L’enseignant d’histoire et de politique au Cégep de La Pocatière est catégorique : le Trumpisme va survivre au départ de Donald Trump à la présidence des États-Unis. Reste simplement à savoir où le mouvement s’exprimera à l’avenir.
L’insurrection survenue au Capitole le 6 janvier avait de quoi frapper l’imaginaire. Équivalent du Parlement à Québec ou Ottawa, le Capitole est le lieu où s’exerce la démocratie aux États-Unis. « On est entré dans cette institution-là sans aucun respect », s’indigne Éric Ouellet.
L’image du drapeau confédéré porté par un des manifestants dans les couloirs de l’institution a de quoi choquer, ajoute-t-il. Sa symbolique est très forte et controversée pour les Américains. La perception qu’ils en ont diffère grandement s’ils habitent le nord ou le sud du pays.
« Pour le Nord, c’est le drapeau des états confédérés esclavagistes du sud lors de la guerre de Sécession. Pour le Sud, certains y voient plutôt une valeur historique », rappelle-t-il.
Plus d’une semaine après les événements, l’enseignement peine encore à dire si cette insurrection au Capitole représente le début ou la fin de quelque chose aux États-Unis. Il est toutefois convaincu d’une chose, cet événement ne signe pas la fin du mouvement Trumpiste aux États-Unis.
« Le Trumpisme va survivre, mais pas nécessairement au sein du Parti républicain. À la base, le Parti républicain est un parti d’establishment qui respecte les institutions démocratiques du pays. Ça sera difficile pour lui de continuer à garder cette frange radicale du parti après les événements du 6 janvier. »
Une troisième voie pourrait donc faire surface aux États-Unis, pays qui brille pourtant par son bipartisme. Mais dans tous les cas, Éric Ouellet estime que le Parti républicain sera perdant.
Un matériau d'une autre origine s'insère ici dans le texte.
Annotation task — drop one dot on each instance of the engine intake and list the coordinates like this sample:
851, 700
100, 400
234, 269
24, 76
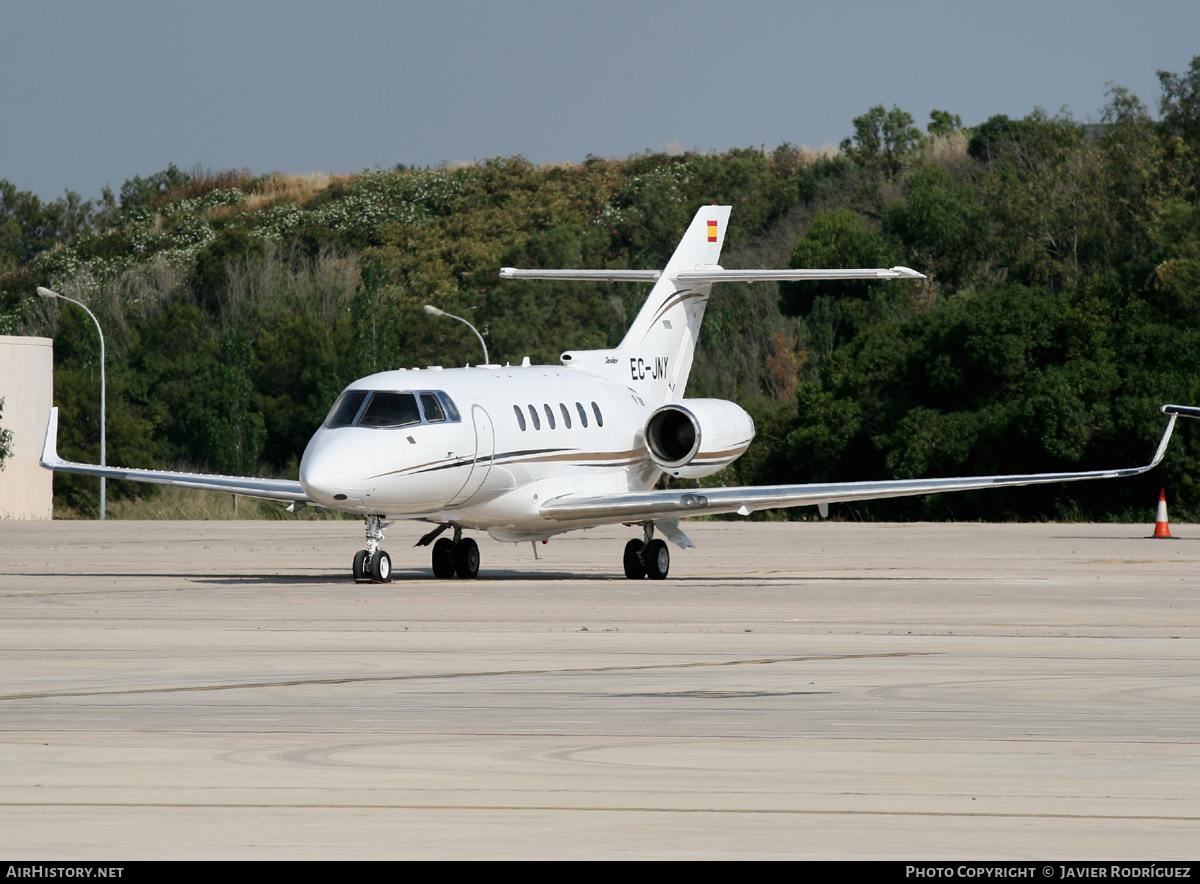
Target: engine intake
694, 438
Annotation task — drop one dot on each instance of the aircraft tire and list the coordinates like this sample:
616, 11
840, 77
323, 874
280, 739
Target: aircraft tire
381, 567
360, 566
466, 558
443, 559
634, 567
658, 559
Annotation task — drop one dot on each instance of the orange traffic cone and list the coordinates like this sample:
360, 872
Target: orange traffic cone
1161, 528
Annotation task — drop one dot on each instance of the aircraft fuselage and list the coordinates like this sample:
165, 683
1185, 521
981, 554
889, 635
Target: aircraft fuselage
485, 447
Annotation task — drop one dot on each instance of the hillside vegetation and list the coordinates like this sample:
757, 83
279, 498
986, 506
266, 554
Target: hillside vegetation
1060, 311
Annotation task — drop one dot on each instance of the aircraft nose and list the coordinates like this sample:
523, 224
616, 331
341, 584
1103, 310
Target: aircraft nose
336, 470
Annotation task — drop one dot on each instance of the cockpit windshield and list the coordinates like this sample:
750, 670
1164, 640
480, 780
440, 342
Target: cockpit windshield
390, 410
387, 408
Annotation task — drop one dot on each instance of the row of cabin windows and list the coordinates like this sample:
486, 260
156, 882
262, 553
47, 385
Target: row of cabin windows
550, 415
384, 408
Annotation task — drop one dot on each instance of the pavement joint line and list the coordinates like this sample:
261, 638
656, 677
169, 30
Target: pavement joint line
365, 679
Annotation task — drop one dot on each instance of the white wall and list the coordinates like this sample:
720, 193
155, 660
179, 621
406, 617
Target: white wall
27, 386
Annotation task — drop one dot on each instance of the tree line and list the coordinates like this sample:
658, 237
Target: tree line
1059, 312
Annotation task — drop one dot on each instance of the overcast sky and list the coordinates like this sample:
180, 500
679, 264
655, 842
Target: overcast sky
96, 92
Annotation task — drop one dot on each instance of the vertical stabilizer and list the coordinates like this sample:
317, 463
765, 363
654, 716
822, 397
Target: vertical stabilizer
654, 359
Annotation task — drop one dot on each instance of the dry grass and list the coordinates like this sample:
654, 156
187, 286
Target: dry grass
297, 188
948, 150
« Trump a fait la démonstration que le Trumpisme rallie une partie de l’électorat américain, mais à quel prix ? Les républicains voudront-ils conserver ces votants coûte que coûte, au risque d’être menés par un chef aussi imprévisible que lui ? Ou préféreront-ils retrouver le chemin de la modération en rassemblant davantage, mais au risque de ne pas convaincre pour autant les militants démocrates les plus à droite de joindre ses rangs ? », questionne-t-il.
Rassembler
Où Éric Ouellet n’hésite pas, c’est sur le comment Joe Biden devra exercer son leadership à la suite de son investiture le 20 janvier. Le président devra rassembler un pays divisé, les Américains se définissant trop comme républicain ou démocrate depuis trop longtemps.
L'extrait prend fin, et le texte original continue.